“Alphabetical order of surnames may affect grading”

Statistical Modeling, Causal Inference, and Social Science 2024-08-22

A Beatles fan points to this press release:

An analysis by University of Michigan researchers of more than 30 million grading records from U-M finds students with alphabetically lower-ranked names receive lower grades. This is due to sequential grading biases and the default order of students’ submissions in Canvas — the most widely used online learning management system — which is based on alphabetical rank of their surnames. . . .
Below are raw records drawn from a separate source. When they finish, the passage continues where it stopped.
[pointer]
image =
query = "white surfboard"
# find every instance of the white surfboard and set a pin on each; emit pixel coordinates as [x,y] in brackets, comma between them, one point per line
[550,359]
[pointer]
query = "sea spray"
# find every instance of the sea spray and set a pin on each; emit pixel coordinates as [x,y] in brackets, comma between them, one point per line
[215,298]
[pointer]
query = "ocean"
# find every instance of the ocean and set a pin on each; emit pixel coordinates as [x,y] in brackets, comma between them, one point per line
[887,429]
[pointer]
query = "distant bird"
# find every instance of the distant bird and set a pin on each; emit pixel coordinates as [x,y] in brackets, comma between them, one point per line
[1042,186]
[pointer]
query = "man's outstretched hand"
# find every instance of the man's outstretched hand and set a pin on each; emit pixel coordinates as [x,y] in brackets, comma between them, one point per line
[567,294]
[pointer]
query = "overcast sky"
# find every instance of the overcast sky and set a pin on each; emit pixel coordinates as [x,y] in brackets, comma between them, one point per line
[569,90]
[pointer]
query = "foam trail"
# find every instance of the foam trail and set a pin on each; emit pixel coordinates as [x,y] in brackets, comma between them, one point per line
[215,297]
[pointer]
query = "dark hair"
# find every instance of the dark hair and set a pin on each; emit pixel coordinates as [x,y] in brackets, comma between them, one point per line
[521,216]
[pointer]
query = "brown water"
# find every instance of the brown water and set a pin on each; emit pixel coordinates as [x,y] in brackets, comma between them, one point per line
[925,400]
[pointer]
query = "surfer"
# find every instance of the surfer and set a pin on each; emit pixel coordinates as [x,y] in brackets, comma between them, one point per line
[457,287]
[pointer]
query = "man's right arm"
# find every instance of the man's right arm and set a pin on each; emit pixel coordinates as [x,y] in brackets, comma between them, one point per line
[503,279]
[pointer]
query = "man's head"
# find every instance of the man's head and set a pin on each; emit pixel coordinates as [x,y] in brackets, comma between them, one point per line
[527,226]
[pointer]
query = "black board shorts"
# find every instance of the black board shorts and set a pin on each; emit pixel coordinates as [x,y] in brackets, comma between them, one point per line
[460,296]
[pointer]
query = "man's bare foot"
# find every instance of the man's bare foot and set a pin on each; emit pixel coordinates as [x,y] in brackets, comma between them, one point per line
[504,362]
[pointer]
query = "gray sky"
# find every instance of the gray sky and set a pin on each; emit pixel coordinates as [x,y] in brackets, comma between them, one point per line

The researchers collected available historical data of all programs, students and assignments on Canvas from the fall 2014 semester to the summer 2022 semester. They supplemented the Canvas data with university registrar data, which contains detailed information about students’ backgrounds, demographics and learning trajectories at the university. . . .

Their research uncovered a clear pattern of a decline in grading quality as graders evaluate more assignments. Wang said students whose surnames start with A, B, C, D or E received a 0.3-point higher grade out of 100 possible points than compared with when they were graded randomly. Likewise, students with later-in-the-alphabet surnames received a 0.3-point lower grade — creating a 0.6-point gap.

Wang noted that for a small group of graders (about 5%) that grade from Z to A, the grade gap flips as expected: A-E students are worse off, while W-Z students receive higher grades relative to what they would receive when graded randomly. . . .

Here’s the research article, by Zhihan (Helen) Wang, Jiaxin Pei, and Jun Li.

The result seems plausible to me.

What I’d really like to see is some graphs. To start with, a plot showing average grade on the y-axis vs. first letter of surname (from A to Z) on x-axis, with two sets of dots: red dots for the assignments graded in surname initial, black dots for the assignments graded in quasi-random order order, and blue dots for the one-third of assignments that were not graded in either of those orders. And then separate graphs for social science, humanities, engineering, science, and medicine. With 30 million observations, there should be more than enough data to make all these plots.

The regression analyses are fine, sure, whatever, but I wanna see the data. Also, I want to see all 26 letters. For some reason, in their they put the surnames into five bins. I guess the data are probably owned by the University of Michigan and not available for reanalysis.